The loss rate becomes :
r lossr.kl=sortrat.k*lossfac
(102)
LOSSFAC=(aircraft/sortie) number of aircraft lost
per sortie flown
This is, in effect, the probability of loss during a sortie, though it is
not expressed in the units of probability.
Comment and Caution
Modelling of defence problems has been a very successful topic for System
Dynamics; a brief summary being given in the next Chapter when we survey
the range of applications of the discipline.
Summary
In this Chapter, and in the associated problems in Appendix B, we have
endeavoured to dispel the notion that System Dynamics is restricted to
the modelling of simple linear and continuous systems. Some further
instances of that will be seen in one of the case studies in Chapter 11.
The examples chosen for the Chapter are intended to provide some useful
tools, such as the accountancy sector, and to help the student to develop
the ability and confidence to handle complex problems, such as the blast
furnace problem. Space considerations preclude the study of such problems
as random breakdowns in production plant and complex logical choices
about corporate borrowing and repayment of debt. The author's manual
Equations for Systems describes about 25 more comparably complex
modelling problems. It is available as explained on the order form at the
end of the book.
In fact, the capability of the System Dynamics syntax is practically
limitless and it is a great tribute to Jack Pugh, the developer of the
first System Dynamics package, DYNAMO, that the concepts on which it and
its successors are based have stood the test of being applied to problems
undreamt of in the 1960s.
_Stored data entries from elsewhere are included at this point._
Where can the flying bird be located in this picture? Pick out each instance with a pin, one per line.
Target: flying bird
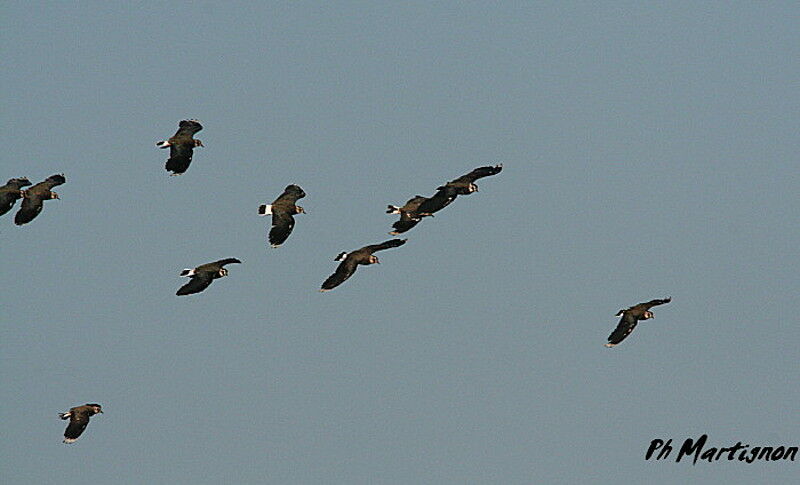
(409, 217)
(10, 192)
(465, 184)
(630, 317)
(34, 197)
(203, 275)
(282, 210)
(350, 261)
(441, 199)
(78, 420)
(181, 146)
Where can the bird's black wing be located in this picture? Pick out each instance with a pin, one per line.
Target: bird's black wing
(624, 328)
(32, 205)
(391, 243)
(77, 423)
(53, 180)
(180, 157)
(8, 198)
(406, 223)
(290, 195)
(345, 270)
(188, 128)
(653, 303)
(223, 262)
(282, 225)
(479, 172)
(197, 283)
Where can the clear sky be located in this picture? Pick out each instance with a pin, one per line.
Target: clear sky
(650, 150)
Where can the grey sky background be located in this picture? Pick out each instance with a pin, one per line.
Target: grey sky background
(649, 151)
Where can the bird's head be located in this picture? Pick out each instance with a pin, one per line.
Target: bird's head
(20, 182)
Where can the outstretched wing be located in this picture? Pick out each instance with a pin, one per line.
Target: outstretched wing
(441, 199)
(77, 423)
(406, 223)
(197, 283)
(392, 243)
(188, 128)
(624, 328)
(479, 172)
(223, 262)
(31, 206)
(653, 303)
(180, 156)
(345, 270)
(7, 200)
(290, 195)
(282, 225)
(53, 180)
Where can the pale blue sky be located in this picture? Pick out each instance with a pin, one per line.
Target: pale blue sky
(649, 150)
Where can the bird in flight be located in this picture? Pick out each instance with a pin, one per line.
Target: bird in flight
(78, 420)
(283, 209)
(465, 184)
(630, 317)
(202, 276)
(10, 192)
(350, 261)
(409, 217)
(181, 146)
(34, 197)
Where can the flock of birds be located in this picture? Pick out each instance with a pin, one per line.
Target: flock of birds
(283, 209)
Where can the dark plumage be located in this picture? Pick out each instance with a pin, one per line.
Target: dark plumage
(203, 275)
(630, 317)
(78, 420)
(10, 192)
(465, 184)
(409, 217)
(33, 199)
(181, 146)
(282, 210)
(350, 261)
(441, 199)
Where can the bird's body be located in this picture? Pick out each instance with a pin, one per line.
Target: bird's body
(282, 210)
(441, 199)
(630, 317)
(33, 199)
(78, 420)
(350, 261)
(202, 276)
(465, 184)
(181, 146)
(10, 192)
(409, 217)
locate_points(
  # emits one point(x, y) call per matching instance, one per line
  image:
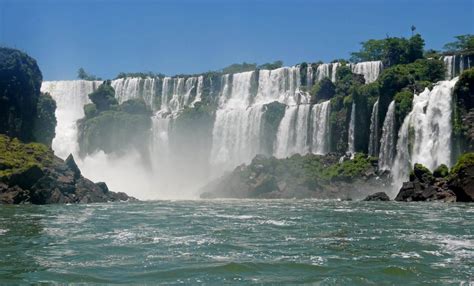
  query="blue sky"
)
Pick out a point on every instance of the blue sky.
point(184, 36)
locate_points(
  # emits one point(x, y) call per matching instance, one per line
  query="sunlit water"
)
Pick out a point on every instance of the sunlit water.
point(249, 241)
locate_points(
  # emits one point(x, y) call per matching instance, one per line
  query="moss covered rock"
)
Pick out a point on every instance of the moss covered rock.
point(30, 173)
point(20, 83)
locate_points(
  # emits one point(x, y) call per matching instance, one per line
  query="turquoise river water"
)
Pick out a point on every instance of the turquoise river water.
point(244, 241)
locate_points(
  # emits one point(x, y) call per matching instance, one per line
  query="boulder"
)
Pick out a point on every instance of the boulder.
point(462, 184)
point(73, 166)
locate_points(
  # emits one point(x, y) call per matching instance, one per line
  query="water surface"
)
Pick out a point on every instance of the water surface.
point(247, 241)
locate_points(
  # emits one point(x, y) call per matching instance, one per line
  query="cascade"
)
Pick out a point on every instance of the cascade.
point(334, 70)
point(292, 134)
point(309, 76)
point(370, 70)
point(387, 142)
point(282, 84)
point(70, 97)
point(374, 127)
point(351, 135)
point(199, 88)
point(425, 135)
point(236, 132)
point(320, 127)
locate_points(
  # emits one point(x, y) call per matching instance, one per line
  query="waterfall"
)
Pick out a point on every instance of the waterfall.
point(450, 67)
point(70, 97)
point(281, 85)
point(320, 125)
point(292, 134)
point(351, 135)
point(309, 76)
point(199, 88)
point(236, 132)
point(323, 71)
point(387, 142)
point(456, 64)
point(370, 70)
point(374, 130)
point(425, 135)
point(334, 70)
point(327, 70)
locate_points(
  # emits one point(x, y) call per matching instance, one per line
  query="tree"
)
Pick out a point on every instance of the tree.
point(391, 50)
point(323, 90)
point(103, 97)
point(82, 74)
point(463, 42)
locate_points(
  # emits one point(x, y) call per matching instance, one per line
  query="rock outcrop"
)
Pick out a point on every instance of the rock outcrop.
point(377, 197)
point(30, 173)
point(308, 176)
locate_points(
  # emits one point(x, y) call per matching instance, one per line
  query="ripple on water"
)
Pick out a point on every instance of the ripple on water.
point(249, 241)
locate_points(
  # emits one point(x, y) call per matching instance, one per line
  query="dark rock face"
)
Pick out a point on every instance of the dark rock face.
point(298, 177)
point(72, 166)
point(423, 186)
point(377, 197)
point(463, 184)
point(61, 182)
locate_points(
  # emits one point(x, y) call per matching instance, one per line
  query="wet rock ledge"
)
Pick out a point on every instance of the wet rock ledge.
point(31, 174)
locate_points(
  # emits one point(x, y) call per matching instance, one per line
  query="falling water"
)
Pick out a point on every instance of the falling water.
point(236, 132)
point(456, 64)
point(370, 70)
point(425, 136)
point(327, 70)
point(70, 97)
point(281, 85)
point(374, 130)
point(387, 142)
point(292, 135)
point(320, 122)
point(133, 88)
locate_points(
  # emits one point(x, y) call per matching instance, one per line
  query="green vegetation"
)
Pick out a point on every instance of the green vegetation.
point(104, 97)
point(273, 114)
point(271, 66)
point(45, 122)
point(463, 112)
point(403, 105)
point(323, 91)
point(82, 74)
point(244, 67)
point(110, 127)
point(463, 162)
point(441, 172)
point(309, 170)
point(462, 43)
point(236, 68)
point(17, 157)
point(20, 82)
point(391, 51)
point(139, 74)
In short, if a problem involving dynamics can
be understood, it can be modelled. The key to understanding is to acquire
the skill to think in terms of time.
COSMIC has a function called NCLIP which produces the same result from
one function.
This problem is based on one of the author's consultancy assignments;
in this case for a major international resources company.
Some accountancy treatments use the term 'Shareholders capital' to
refer to the total of the money originally invested and the capital
retained in the business.
Different System Dynamics software packages use other names for similar
features. TABLE is, however, the original terminology.
Recall the discussion in Chapter 5 that the TABHL function uses a
horizontal 'tail' if the argument goes outside the stipulated range.